Ramjas protests, Gurmehar’s posts: Hey, celebs and netas, leave them kids alone
Many politicians and celebrities have commented on the incidents of violence in DU’s Ramjas College and the FB posts of Gurmehar Kaur, the daughter of an Indian Army soldier who died in anti-militancy ops inJ-K in 1999.
Let’s sift fact from fiction.
The Delhi University students who marched peacefully, singing ‘Hum honge kamyaab, ek din’ and chanting ‘azaadi’ from fear and violence are not ‘anti-national.’ Nor are they ‘pawns’ as was alleged about 20-year-old Gurmehar Kaur who dared to say, “I am a student. I am not afraid of the ABVP.”
I’ve spoken with several students who are crystal clear about why they are on the streets. For them, it is not Left versus Right. It’s about right versus wrong. It is about the fundamental right to debate and dissent -- minus violence, minus intimidation and minus the threat of misogyny that saw Kaur exit.
They point you to where it all started: at the seminar room in Delhi’s Ramjas College where stones and chairs were hurled by the ABVP at unsuspecting students and teachers because they wanted to discuss ‘cultures of protest.’
‘The Ramjas college union did not want Umar Khalid to speak,’ is the reason the ABVP is citing for disrupting the seminar but what they do not tell us is that the union comprises members of the ABVP. Instead of articulating their views, the RSS affiliate did what it does best: flex its muscle, smug in the knowledge that it would be protected by its parent organisation.

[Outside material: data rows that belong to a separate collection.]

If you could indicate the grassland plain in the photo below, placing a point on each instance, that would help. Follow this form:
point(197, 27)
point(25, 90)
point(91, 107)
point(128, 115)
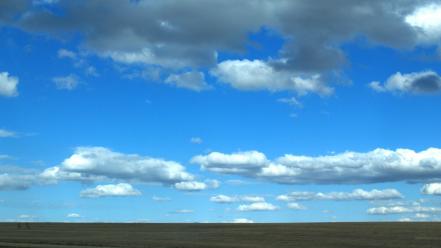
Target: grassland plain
point(60, 235)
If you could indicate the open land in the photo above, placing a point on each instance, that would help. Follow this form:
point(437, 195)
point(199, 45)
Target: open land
point(320, 235)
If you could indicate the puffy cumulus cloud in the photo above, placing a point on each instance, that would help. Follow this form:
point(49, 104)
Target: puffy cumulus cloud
point(384, 210)
point(241, 221)
point(121, 189)
point(427, 22)
point(7, 133)
point(8, 85)
point(432, 189)
point(292, 101)
point(231, 199)
point(197, 186)
point(196, 140)
point(191, 80)
point(64, 53)
point(69, 82)
point(10, 8)
point(100, 163)
point(10, 181)
point(73, 215)
point(182, 34)
point(160, 198)
point(191, 186)
point(357, 194)
point(417, 83)
point(236, 163)
point(259, 75)
point(295, 206)
point(184, 211)
point(257, 206)
point(379, 165)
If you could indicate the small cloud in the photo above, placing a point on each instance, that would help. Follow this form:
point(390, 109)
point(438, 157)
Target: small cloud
point(196, 140)
point(295, 206)
point(191, 186)
point(7, 134)
point(432, 189)
point(25, 216)
point(73, 215)
point(258, 206)
point(291, 101)
point(8, 85)
point(212, 183)
point(424, 82)
point(64, 53)
point(192, 80)
point(121, 189)
point(69, 82)
point(160, 199)
point(183, 211)
point(241, 221)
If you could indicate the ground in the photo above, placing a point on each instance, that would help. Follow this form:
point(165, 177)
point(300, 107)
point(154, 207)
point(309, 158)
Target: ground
point(60, 235)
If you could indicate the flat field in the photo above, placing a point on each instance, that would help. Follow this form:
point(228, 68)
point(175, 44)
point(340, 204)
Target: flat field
point(320, 235)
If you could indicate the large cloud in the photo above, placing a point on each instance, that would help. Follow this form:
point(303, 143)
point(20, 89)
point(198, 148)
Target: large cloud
point(357, 194)
point(379, 165)
point(384, 210)
point(418, 83)
point(100, 163)
point(179, 34)
point(8, 85)
point(260, 75)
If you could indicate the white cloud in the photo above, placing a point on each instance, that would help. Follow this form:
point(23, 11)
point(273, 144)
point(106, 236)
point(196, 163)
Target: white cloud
point(121, 189)
point(357, 194)
point(379, 165)
point(7, 134)
point(184, 211)
point(196, 140)
point(16, 181)
point(25, 216)
point(416, 83)
point(432, 189)
point(258, 206)
point(212, 183)
point(190, 186)
point(73, 215)
point(69, 82)
point(259, 75)
point(295, 206)
point(292, 101)
point(160, 198)
point(8, 85)
point(231, 199)
point(192, 80)
point(63, 53)
point(384, 210)
point(223, 199)
point(422, 216)
point(427, 22)
point(100, 163)
point(242, 221)
point(240, 162)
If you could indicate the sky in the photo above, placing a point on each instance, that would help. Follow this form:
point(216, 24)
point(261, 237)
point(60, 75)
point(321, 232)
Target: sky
point(220, 111)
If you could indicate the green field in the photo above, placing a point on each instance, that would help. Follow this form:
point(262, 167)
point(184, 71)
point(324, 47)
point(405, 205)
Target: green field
point(399, 235)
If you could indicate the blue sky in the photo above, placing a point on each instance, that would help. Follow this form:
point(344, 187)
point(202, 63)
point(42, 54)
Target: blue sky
point(272, 111)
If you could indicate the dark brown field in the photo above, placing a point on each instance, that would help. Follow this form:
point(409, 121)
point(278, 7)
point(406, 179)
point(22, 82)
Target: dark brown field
point(399, 235)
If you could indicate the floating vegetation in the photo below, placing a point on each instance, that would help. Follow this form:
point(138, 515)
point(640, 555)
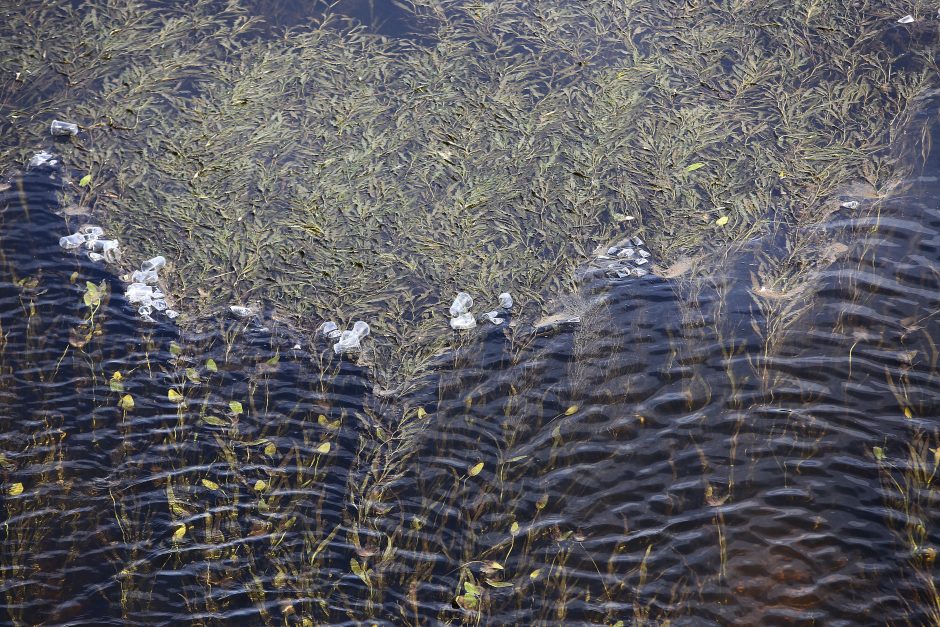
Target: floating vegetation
point(330, 173)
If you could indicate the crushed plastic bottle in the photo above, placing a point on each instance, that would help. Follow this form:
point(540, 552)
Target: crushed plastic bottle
point(75, 240)
point(461, 305)
point(463, 322)
point(329, 329)
point(153, 264)
point(144, 276)
point(492, 317)
point(241, 312)
point(42, 159)
point(139, 293)
point(58, 128)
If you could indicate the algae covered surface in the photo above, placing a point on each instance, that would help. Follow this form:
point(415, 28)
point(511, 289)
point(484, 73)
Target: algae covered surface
point(331, 172)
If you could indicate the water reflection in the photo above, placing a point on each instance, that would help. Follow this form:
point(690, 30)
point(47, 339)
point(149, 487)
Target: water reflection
point(658, 462)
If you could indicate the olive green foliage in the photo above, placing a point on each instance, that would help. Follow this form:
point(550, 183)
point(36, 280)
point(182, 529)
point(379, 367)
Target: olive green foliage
point(335, 173)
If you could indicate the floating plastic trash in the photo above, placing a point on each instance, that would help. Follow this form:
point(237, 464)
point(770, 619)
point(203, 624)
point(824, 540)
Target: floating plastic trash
point(144, 276)
point(492, 317)
point(461, 305)
point(154, 264)
point(463, 322)
point(329, 329)
point(349, 341)
point(139, 293)
point(63, 129)
point(74, 240)
point(42, 159)
point(91, 232)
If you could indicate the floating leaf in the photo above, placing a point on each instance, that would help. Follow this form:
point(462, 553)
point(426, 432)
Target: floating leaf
point(126, 403)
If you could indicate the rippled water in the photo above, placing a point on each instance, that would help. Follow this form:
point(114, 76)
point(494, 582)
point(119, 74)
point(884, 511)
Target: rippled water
point(656, 463)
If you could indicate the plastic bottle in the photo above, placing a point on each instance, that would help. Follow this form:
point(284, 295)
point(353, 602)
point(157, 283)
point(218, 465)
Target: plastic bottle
point(461, 305)
point(155, 263)
point(72, 241)
point(63, 129)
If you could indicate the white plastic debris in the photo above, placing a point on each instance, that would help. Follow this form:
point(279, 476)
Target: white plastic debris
point(74, 240)
point(349, 341)
point(492, 317)
point(329, 329)
point(461, 305)
point(63, 129)
point(463, 322)
point(139, 293)
point(42, 158)
point(153, 264)
point(144, 276)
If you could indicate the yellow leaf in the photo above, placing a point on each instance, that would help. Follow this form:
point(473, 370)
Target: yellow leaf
point(126, 403)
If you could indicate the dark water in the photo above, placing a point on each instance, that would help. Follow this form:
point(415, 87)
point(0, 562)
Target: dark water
point(660, 462)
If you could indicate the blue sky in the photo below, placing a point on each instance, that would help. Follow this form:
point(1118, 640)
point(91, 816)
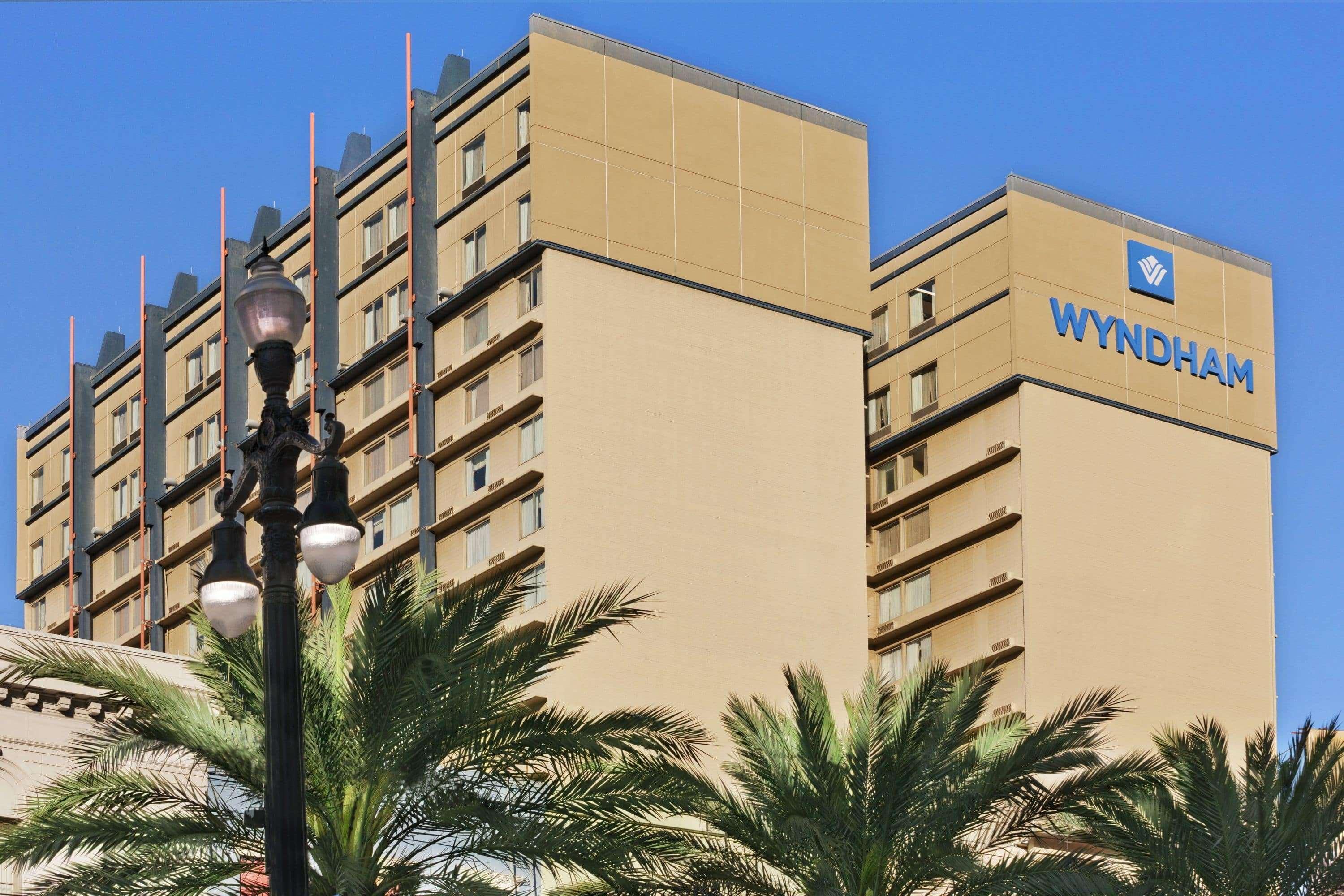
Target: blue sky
point(119, 124)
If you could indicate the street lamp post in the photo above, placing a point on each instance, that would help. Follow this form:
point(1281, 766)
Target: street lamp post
point(272, 312)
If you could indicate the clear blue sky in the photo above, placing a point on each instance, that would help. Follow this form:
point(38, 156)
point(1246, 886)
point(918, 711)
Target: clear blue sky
point(119, 124)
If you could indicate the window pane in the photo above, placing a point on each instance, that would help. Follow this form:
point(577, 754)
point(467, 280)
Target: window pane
point(917, 591)
point(879, 330)
point(889, 542)
point(478, 326)
point(398, 449)
point(916, 464)
point(534, 439)
point(535, 582)
point(917, 527)
point(402, 517)
point(374, 397)
point(889, 603)
point(479, 544)
point(885, 478)
point(533, 513)
point(478, 470)
point(375, 462)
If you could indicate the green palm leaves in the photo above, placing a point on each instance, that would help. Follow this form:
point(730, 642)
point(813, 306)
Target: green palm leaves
point(431, 763)
point(1273, 829)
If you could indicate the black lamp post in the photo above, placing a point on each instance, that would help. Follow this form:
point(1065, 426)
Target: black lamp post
point(272, 314)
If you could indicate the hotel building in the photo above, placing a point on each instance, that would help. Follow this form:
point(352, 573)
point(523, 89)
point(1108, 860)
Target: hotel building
point(601, 315)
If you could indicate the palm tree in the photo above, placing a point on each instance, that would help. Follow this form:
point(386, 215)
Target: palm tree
point(431, 765)
point(1275, 828)
point(917, 794)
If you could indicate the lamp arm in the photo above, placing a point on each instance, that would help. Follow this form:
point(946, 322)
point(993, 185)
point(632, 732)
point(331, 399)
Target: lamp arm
point(230, 499)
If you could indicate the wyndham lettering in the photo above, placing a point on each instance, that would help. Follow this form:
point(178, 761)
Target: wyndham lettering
point(1154, 346)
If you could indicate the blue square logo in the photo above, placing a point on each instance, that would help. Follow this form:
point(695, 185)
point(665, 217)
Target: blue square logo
point(1151, 272)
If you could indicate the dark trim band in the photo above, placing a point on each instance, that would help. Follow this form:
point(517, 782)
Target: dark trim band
point(940, 327)
point(940, 248)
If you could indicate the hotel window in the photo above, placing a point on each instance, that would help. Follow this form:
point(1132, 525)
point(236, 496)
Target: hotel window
point(202, 443)
point(917, 527)
point(533, 437)
point(396, 220)
point(889, 603)
point(375, 531)
point(304, 281)
point(195, 370)
point(373, 240)
point(303, 369)
point(916, 591)
point(478, 470)
point(211, 357)
point(879, 412)
point(401, 516)
point(375, 393)
point(479, 543)
point(924, 389)
point(476, 327)
point(879, 330)
point(398, 303)
point(885, 480)
point(375, 323)
point(398, 448)
point(127, 616)
point(525, 218)
point(914, 464)
point(889, 542)
point(474, 253)
point(530, 365)
point(921, 306)
point(529, 291)
point(905, 659)
point(375, 462)
point(397, 382)
point(474, 166)
point(535, 583)
point(478, 398)
point(125, 558)
point(531, 511)
point(525, 121)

It didn’t matter that Khalid, a Kashmiri student from JNU, has not been charge-sheeted for ‘sedition’ in over a year.
Many from the ruling political firmament, including minister of state for home Kiren Rijiju, immediately jumped into the fray. Instead of offering to provide protection to the young Gurmehar Kaur for the rape and death threats – which fall under the purview of his ministry – he chose to ask her who had ‘polluted’ her mind. Why, because she had, in an earlier post on social media, held a placard that read, “Pakistan did not kill my father. War killed him.”
If Rijiju had done his homework, he would have seen that the young girl, struggling to come to terms with her father’s death, had sequentially said, “When I was six years old, I tried to stab a lady in a burkha. Because for some strange reason I thought she was responsible for my father’s death. My mother held me back and made me understand…Pakistan did not kill my father. War killed him.’’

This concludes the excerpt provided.